Karin terdiam. Napasnya tercekat. “Kenapa… namaku di sini?”
Langkah kaki terdengar dari balik lorong. Bukan satu, tapi banyak. Ratusan. Seperti kerumunan yang bergerak… menuju mereka.
Dari kegelapan, sosok-sosok berkerudung hitam muncul. Wajah mereka tidak terlihat. Tapi dari bawah jubah itu, tangan-tangan kurus dan kuku-kuku tajam mencuat, seakan haus akan jiwa.
“Lari!” seru Arya.
Mereka bertiga—Karin, Maura, dan Arya—lari ke dalam lorong, sedangkan Kinan tertinggal. Tapi ia tidak mengejar. Ia berdiri diam di ambang pintu, menatap mereka dengan mata kosong.
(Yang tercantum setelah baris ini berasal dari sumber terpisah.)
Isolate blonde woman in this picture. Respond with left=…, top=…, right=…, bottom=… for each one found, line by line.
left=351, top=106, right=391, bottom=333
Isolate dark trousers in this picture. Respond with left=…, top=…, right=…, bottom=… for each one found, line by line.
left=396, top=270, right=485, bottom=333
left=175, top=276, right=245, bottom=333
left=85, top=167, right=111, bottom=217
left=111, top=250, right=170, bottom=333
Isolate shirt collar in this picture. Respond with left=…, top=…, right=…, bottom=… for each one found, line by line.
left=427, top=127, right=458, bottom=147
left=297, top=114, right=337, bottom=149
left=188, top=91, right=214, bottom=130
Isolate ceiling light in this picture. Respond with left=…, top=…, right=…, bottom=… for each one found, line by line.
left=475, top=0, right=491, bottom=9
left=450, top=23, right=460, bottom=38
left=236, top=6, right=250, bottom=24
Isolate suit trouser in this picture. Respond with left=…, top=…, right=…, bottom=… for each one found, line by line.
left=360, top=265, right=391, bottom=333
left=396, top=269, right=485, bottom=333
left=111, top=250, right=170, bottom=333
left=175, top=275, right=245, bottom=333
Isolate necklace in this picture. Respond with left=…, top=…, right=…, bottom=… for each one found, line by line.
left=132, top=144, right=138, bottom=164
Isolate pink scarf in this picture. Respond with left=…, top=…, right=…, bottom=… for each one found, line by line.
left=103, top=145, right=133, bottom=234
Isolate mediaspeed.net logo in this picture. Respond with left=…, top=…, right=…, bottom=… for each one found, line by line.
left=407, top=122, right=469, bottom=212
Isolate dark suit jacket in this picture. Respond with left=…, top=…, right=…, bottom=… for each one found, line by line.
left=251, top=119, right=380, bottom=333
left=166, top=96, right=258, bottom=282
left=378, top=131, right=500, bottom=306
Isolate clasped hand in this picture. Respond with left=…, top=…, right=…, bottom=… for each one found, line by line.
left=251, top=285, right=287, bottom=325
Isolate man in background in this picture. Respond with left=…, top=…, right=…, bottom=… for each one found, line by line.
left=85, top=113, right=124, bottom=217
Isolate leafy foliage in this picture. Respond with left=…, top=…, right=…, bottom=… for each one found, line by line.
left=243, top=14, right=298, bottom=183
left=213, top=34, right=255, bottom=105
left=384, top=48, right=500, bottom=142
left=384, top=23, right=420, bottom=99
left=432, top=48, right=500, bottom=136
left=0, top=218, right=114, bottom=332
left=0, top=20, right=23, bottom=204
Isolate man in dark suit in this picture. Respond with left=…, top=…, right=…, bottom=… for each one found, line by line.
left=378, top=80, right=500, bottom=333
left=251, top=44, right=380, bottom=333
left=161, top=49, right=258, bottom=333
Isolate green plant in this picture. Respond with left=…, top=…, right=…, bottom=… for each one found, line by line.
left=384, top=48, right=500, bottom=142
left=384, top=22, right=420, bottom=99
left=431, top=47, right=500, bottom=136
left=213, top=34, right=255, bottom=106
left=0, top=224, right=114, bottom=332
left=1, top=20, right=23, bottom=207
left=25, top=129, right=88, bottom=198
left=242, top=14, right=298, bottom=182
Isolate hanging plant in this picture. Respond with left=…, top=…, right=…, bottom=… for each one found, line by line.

“Kinan, AYO!!” teriak Maura.
Tapi Kinan hanya tersenyum samar.
“Aku yang memulai semua ini. Mungkin… aku juga yang harus mengakhirinya.”
Kinan berbalik. Menatap sosok-sosok kegelapan yang mendekat.
“Ambil aku,” katanya pelan. “Lepaskan mereka…”
Tepat sebelum makhluk-makhluk itu menyergapnya, Kinan merogoh sakunya dan melempar tiket lusuh itu ke udara. Tiket itu terbakar perlahan di udara, lalu meledak menjadi cahaya terang.
Seketika, suara dentang berhenti.
Sosok-sosok bayangan menghilang.
Dan pintu gerbong terakhir… tertutup rapat dari dalam.
Karin, Maura, dan Arya terjatuh di lantai peron kecil yang gelap. Tapi ini bukan bagian dari kereta lagi. Mereka berada di dalam ruangan kosong, dengan satu papan pengumuman tua bertuliskan:
“Selamat datang kembali. Tiket Anda telah ditebus.”
Tak ada suara. Tak ada cahaya.
Hingga perlahan… cahaya matahari pagi menyusup dari celah atap yang pecah.
Mereka terbangun di sisi rel, berdekatan dengan puing-puing tua sebuah kereta terbengkalai. Tak ada tanda-tanda kehidupan, kecuali burung gagak yang bertengger di atas rangka besi.
Arya perlahan berdiri. Maura menangis, menggenggam tangan Karin yang masih hidup.
“Tiga dari kita selamat…”
Karin menatap rel panjang yang mengarah ke kegelapan. “Dan satu… menebus kita semua.”